Se han caído los amentos

del álamo

Te confío

Los cucos confunden las

noches con los días

Y gritan «¡Es mejor regresar!».

Confío un corazón

impaciente

A la brillante luna

Que dice que estás

a miles de kilómetros de aquí

Te confío

La luz de la luna

brillará sobre ti

Te confío

La escarcha besa los

delicados juncos del cenagal

Seguí a Hsu Chih-mo y compré entradas para escuchar sus conferencias. Me vestía para él con la esperanza de que nuestros caminos se cruzaran algún día. Él no parecía darse cuenta de mi existencia, pero me bastaba con tener la posibilidad de verlo.

En Shanghai descubrí que solo era una más entre las miles de mujeres que soñaban con el poeta. Nos arrojábamos sobre él como los insectos nocturnos se lanzan a la luz.

Pearl me explicó que Hsu Chih-mo aparecía continuamente en las crónicas de sociedad.

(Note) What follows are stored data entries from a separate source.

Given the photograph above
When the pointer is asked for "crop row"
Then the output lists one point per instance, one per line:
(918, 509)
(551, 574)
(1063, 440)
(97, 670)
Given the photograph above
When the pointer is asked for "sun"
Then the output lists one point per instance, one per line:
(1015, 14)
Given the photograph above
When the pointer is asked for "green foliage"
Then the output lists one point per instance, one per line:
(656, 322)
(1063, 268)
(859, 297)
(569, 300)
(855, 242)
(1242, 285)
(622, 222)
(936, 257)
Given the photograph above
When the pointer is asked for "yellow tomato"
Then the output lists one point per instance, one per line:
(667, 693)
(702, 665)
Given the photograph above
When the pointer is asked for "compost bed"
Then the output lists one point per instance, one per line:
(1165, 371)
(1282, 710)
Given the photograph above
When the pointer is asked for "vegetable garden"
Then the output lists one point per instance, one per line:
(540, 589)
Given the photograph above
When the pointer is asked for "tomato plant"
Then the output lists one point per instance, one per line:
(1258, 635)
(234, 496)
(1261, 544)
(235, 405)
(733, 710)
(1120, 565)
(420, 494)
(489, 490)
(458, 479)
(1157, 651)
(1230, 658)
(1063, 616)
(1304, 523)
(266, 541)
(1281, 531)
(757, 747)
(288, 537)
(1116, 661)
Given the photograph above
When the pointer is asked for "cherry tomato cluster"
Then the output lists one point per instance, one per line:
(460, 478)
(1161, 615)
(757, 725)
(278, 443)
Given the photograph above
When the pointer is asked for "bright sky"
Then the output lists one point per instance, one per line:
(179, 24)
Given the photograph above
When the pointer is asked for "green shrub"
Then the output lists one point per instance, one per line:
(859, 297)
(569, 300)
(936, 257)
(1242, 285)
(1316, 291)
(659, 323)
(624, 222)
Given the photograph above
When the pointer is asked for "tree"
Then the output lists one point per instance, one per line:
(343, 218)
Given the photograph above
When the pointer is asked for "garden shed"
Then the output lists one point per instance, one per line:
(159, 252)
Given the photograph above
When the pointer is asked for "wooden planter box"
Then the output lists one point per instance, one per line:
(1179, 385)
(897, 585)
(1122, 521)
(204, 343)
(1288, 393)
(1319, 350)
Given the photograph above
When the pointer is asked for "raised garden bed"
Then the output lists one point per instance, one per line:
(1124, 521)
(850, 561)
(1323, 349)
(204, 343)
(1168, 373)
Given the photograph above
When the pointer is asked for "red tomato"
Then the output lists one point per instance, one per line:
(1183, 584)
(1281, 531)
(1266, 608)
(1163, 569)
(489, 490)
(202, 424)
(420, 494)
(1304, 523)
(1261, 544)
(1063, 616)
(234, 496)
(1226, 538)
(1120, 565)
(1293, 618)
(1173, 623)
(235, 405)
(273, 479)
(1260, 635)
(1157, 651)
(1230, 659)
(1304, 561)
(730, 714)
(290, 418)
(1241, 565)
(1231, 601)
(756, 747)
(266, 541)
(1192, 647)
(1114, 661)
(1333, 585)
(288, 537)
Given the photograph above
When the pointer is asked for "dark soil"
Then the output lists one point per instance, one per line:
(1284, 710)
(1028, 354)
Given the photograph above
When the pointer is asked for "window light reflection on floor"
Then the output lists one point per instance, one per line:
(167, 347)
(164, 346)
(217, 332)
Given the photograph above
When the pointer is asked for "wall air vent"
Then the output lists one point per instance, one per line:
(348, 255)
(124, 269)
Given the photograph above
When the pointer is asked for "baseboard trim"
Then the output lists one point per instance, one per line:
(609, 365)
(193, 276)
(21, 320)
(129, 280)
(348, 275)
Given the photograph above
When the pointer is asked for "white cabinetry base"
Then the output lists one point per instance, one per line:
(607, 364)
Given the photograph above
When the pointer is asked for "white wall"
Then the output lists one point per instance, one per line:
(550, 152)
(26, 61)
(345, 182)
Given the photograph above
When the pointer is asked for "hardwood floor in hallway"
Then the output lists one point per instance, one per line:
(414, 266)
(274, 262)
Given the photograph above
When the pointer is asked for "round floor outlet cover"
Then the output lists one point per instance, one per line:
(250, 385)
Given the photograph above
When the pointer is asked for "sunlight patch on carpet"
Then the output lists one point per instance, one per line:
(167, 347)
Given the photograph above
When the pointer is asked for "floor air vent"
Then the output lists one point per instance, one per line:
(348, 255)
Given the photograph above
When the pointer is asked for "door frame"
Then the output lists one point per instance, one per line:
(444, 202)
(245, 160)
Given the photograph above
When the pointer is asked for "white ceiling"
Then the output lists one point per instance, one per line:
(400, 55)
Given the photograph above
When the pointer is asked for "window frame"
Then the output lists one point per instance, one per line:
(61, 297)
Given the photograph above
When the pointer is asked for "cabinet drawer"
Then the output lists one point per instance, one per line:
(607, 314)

Sus amoríos con tres mujeres distintas habían sido portada del Shanghai Evening News y la revista Celebrity Magazine. La primera era su esposa, con la que se había casado después de que los padres de los novios concertaran la boda. Era hija de una acaudalada familia de Shanghai y había acompañado a Hsu a Inglaterra. La pareja cometió lo impensable: hicieron pública una carta en la que afirmaban que su relación no funcionaba porque no se amaban. La sociedad china se quedó atónita al escuchar la palabra «divorcio». Los más cínicos creyeron que Hsu había abandonado a su esposa para buscar a otra. Su mujer volvió a la casa familiar para dar a luz al hijo de ambos, donde continuó viviendo y sirviendo a los padres del poeta.

Se decía que la bella señorita Lin era la segunda dama de Hsu Chih-mo. Era una arquitecta educada en Estados Unidos e hija del mentor de Hsu Chih-mo, un profesor de literatura china en Inglaterra. Se rumoreaba que la señorita Lin no acababa de decidirse entre Hsu Chih-mo y su prometido, un famoso experto en arquitectura china. Después de que sus dudas hicieran correr ríos de tinta, la señorita Lin decidió quedarse con su novio. La tercera dama en cuestión era una cortesana de Pekín. El poeta se casó con ella en un intento por salvarla de su adicción al opio y al alcohol. Su matrimonio fue conflictivo desde el principio y acumulaba portadas de periódicos y revistas.

Pearl me envió un telegrama cuando yo estaba aún en Shanghai. Mi corazón echó a volar con cada una de las palabras: «Está previsto que Hsu Chih-mo visite la Universidad de Nankín. Vendrá acompañando a Tagore, un poeta indio. Será mejor que te des prisa porque he cursado una invitación a Hsu Chih-mo para que dé una charla en mi clase y ¡HA ACEPTADO!».